Healing - Is There Another Way?
Scriptural Methods for Healing
Reiki, Therapeutic Touch and Healing Touch all offer alternative ways to experience healing. What does the Bible say are God's method's for healing?
It has been noticed, in relation to other spiritual experiences, that God is a God of variety. His methods are not stereotyped by any means. This is true also in relation to the manner in which Divine Healing is administered. The following are six different ways in which people receive healing from the Lord.
A. Pray for Yourself.
James 5:13 says: “Is any among you afflicted, let him pray.” Apparently, it is scriptural to pray for yourself when afflicted.
B. Ask Someone Else to Pray for you.
James 5:16 instructs: “… pray one for another that ye may be healed.” Any sincere Christian who believes can pray for another. No ministerial credentials nor special gifts of the Spirit are necessary.
C. Call for the Elders of the Church. James 5:14-16 has often been called the New Testament Healing Covenant.
Is any sick among you? let him call for the elders of the church; and let them pray over him, anointing him with oil in the name of the Lord: and the prayer of faith shall save the sick, and the Lord shall raise him up; and if he have committed sins, they shall be forgiven him. Confess your faults one to another, and pray one for an other, that ye may be healed. The effectual fervent prayer of a righteous man availeth much.
This should be the regular procedure for those in fellowship with a local church. These verses clearly teach that God is no respecter of persons, but that all may be healed. The promise stipulates “Is any sick among you?” There is no discrimination whatever. It is God's Will to heal any and all who will call. “The prayer of faith” would be that prayer offered by the elders. There is a responsibility resting upon them. The sick exercises his faith when he calls for the elders. The elders pray the prayer of faith. Some have gone so far as to say that the elders were supposed to “massage” the sick person with oil, and this was the cause of his recovery. There certainly is no oil known to medical science which can guarantee healing, regardless of what the affliction is.
The text does not say that the oil healed the sick; it was “the prayer of faith,” “and the Lord will raise him.” We believe the oil is a symbol of the Holy Spirit, Who quickens our mortal body (Rom 8:11). Some associate the oil, as the means of healing, with Hezekiah's poultice of figs (2 Kings 20:7). It is amazing how people can have more faith in a little oil, or in a bunch of figs, than they do in the Power of God!
D. By Laying On of Hands.
“These signs shall follow them that believe; In my name … they shall lay hands on the sick, and they shall recover” (Mark 16:17,18). It should be carefully noted here, that no mention is made of anointing with oil, or of praying for the sick. All that is said is that those who believe shall lay their hands on the sick in the name of Jesus. This is the method which Jesus used on a number of occasions. In the following scriptures Jesus is said to have touched the sick, or laid His hand or hands upon them: Matt 8:15; Mark 6:5; 8:23,25; Luke 4:40; 5:13; 13:13. Today, when the believing one lays his hands on the sick in the name of Jesus, it is as though the hands of Jesus were laid thereon.
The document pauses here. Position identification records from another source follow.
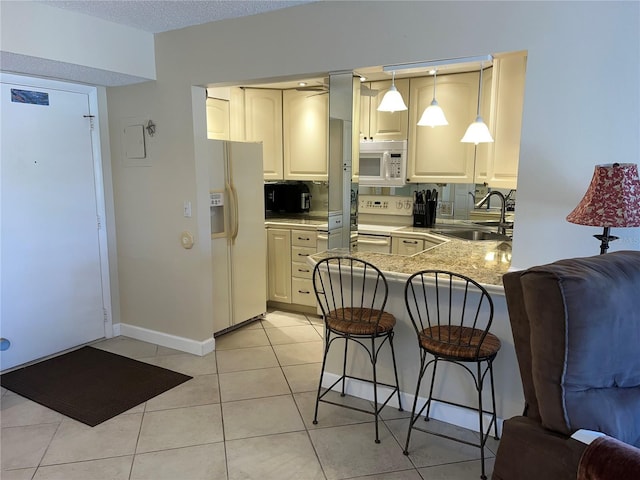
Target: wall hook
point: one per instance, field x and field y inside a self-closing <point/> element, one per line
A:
<point x="151" y="128"/>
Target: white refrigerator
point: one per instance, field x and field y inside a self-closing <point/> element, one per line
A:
<point x="238" y="237"/>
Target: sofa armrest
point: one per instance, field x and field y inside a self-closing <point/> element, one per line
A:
<point x="607" y="458"/>
<point x="528" y="451"/>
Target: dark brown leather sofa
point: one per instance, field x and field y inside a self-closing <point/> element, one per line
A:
<point x="576" y="329"/>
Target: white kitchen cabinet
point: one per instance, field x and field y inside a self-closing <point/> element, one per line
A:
<point x="497" y="163"/>
<point x="279" y="264"/>
<point x="305" y="135"/>
<point x="375" y="125"/>
<point x="436" y="155"/>
<point x="263" y="123"/>
<point x="303" y="244"/>
<point x="217" y="119"/>
<point x="406" y="245"/>
<point x="236" y="114"/>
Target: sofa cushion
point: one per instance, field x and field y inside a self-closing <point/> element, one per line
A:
<point x="584" y="316"/>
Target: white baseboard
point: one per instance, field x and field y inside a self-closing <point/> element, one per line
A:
<point x="170" y="341"/>
<point x="452" y="414"/>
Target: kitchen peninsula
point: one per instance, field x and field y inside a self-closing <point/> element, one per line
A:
<point x="484" y="261"/>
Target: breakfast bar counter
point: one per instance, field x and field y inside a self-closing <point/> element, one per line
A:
<point x="483" y="261"/>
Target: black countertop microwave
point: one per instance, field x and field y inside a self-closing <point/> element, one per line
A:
<point x="286" y="197"/>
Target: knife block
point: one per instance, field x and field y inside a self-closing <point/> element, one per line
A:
<point x="424" y="214"/>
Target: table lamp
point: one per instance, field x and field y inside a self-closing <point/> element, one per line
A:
<point x="612" y="200"/>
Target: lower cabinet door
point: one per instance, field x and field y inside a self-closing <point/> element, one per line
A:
<point x="302" y="291"/>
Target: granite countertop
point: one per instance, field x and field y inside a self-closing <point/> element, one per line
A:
<point x="483" y="261"/>
<point x="297" y="222"/>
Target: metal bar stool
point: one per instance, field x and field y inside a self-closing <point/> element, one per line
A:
<point x="352" y="295"/>
<point x="452" y="315"/>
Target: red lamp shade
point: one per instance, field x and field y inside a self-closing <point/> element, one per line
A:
<point x="612" y="199"/>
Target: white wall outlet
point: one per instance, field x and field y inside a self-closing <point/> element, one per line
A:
<point x="187" y="208"/>
<point x="446" y="209"/>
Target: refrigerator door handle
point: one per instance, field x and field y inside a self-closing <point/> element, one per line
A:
<point x="234" y="213"/>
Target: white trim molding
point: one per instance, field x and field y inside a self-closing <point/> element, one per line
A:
<point x="186" y="345"/>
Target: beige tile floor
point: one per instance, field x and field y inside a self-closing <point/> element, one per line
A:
<point x="246" y="414"/>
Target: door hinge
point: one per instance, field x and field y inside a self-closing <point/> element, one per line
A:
<point x="90" y="117"/>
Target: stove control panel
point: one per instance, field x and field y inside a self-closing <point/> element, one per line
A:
<point x="385" y="205"/>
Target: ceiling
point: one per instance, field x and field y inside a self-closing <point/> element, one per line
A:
<point x="155" y="16"/>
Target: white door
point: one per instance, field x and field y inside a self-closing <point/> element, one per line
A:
<point x="50" y="254"/>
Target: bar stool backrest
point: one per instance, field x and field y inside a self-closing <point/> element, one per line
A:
<point x="350" y="289"/>
<point x="450" y="309"/>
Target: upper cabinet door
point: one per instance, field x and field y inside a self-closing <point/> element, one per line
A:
<point x="263" y="123"/>
<point x="387" y="125"/>
<point x="305" y="125"/>
<point x="436" y="155"/>
<point x="510" y="70"/>
<point x="217" y="119"/>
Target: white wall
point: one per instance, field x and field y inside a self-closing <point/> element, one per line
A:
<point x="37" y="30"/>
<point x="582" y="108"/>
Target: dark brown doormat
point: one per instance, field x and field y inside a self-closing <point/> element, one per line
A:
<point x="91" y="385"/>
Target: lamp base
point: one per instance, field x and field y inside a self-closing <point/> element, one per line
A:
<point x="605" y="238"/>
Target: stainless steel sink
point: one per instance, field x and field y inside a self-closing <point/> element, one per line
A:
<point x="476" y="235"/>
<point x="492" y="223"/>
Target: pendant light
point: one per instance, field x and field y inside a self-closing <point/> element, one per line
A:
<point x="478" y="132"/>
<point x="433" y="116"/>
<point x="392" y="100"/>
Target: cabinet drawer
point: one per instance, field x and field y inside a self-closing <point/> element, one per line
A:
<point x="301" y="270"/>
<point x="300" y="254"/>
<point x="304" y="238"/>
<point x="302" y="291"/>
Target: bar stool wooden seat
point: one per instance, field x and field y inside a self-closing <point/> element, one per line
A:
<point x="352" y="295"/>
<point x="452" y="315"/>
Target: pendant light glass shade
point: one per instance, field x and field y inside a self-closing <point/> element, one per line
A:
<point x="433" y="116"/>
<point x="392" y="100"/>
<point x="478" y="132"/>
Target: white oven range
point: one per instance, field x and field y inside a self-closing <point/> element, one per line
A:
<point x="378" y="216"/>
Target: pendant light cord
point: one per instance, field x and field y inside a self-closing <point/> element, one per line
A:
<point x="480" y="88"/>
<point x="435" y="72"/>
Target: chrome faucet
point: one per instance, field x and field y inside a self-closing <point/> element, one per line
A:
<point x="502" y="225"/>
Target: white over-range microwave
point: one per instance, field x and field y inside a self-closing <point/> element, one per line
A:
<point x="383" y="163"/>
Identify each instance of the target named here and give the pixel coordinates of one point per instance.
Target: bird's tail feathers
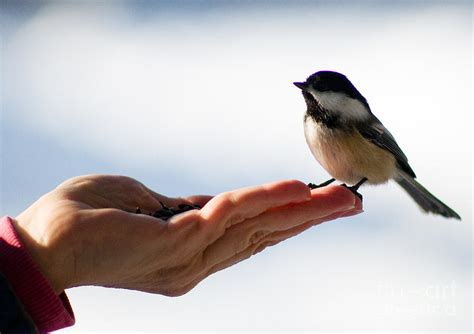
(427, 201)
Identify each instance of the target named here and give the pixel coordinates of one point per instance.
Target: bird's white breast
(347, 156)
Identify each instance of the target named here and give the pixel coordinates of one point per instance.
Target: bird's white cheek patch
(346, 107)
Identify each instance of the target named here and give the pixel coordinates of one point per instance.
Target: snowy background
(197, 97)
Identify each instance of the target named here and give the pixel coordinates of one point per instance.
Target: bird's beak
(301, 85)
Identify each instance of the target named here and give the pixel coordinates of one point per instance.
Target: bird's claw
(353, 190)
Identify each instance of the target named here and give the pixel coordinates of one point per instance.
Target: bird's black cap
(331, 81)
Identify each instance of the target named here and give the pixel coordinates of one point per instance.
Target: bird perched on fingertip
(352, 145)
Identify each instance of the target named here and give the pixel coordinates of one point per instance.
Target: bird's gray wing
(378, 134)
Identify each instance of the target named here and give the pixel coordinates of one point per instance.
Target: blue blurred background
(197, 97)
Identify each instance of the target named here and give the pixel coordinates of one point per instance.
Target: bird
(353, 145)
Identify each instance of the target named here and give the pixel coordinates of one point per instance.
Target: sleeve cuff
(48, 311)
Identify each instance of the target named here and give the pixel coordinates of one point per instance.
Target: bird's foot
(166, 213)
(315, 186)
(355, 187)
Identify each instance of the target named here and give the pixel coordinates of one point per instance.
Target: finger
(235, 206)
(325, 202)
(199, 200)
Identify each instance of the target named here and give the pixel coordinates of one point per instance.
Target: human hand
(85, 231)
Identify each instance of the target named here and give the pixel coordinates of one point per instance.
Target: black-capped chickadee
(352, 144)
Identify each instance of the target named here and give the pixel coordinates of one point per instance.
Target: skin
(85, 231)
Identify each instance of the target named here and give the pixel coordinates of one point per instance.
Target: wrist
(38, 246)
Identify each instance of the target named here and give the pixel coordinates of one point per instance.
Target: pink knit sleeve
(48, 311)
E. Special Miracles Through Handkerchiefs and Aprons.
“And God wrought special miracles by the hands of Paul: so that from his body were brought unto the sick handkerchiefs or aprons, and the diseases departed from them, and the evil spirits went out of them” (Acts 19:11,12). These were “special miracles” in that there were no scriptural instructions concerning them. Paul must have simply been guided by the Holy Spirit in this matter. Many churches have followed a similar pattern and have given out small pieces of cloth, over which prayer has been made, and sometimes they have been anointed with oil. Some most remarkable miracles have been reported from the use of this method. It is understood that the “prayer cloth” has no virtue in itself, but provides an act of faith by which one's attention is directed to the Lord Who is the Great Physician.
F. Spiritual Gifts of Healing.
“For to one is given by the Spirit … to another the gifts of healing …” (1 Cor 12:9). “God hath set some in the church … then gifts of healings …” (1 Cor 12:28). Inasmuch as this subject is covered thoroughly under the Gifts of the Spirit, it will not be elaborated on here. Two things are of special interest. First, this is the only gift of the Spirit which is in the plural. Suggested reasons for this are given in the study of the gifts. Second, in the list of healings wrought through the Apostles as recorded in the book of Acts, previously listed in this chapter, it is of interest that in no case did the apostles pray for the sick to be healed. In several cases, there was prayer about the sick person; but, the healing seemed to be administered by the power which had been given them for this ministry. They probably had the “gifts of healing.”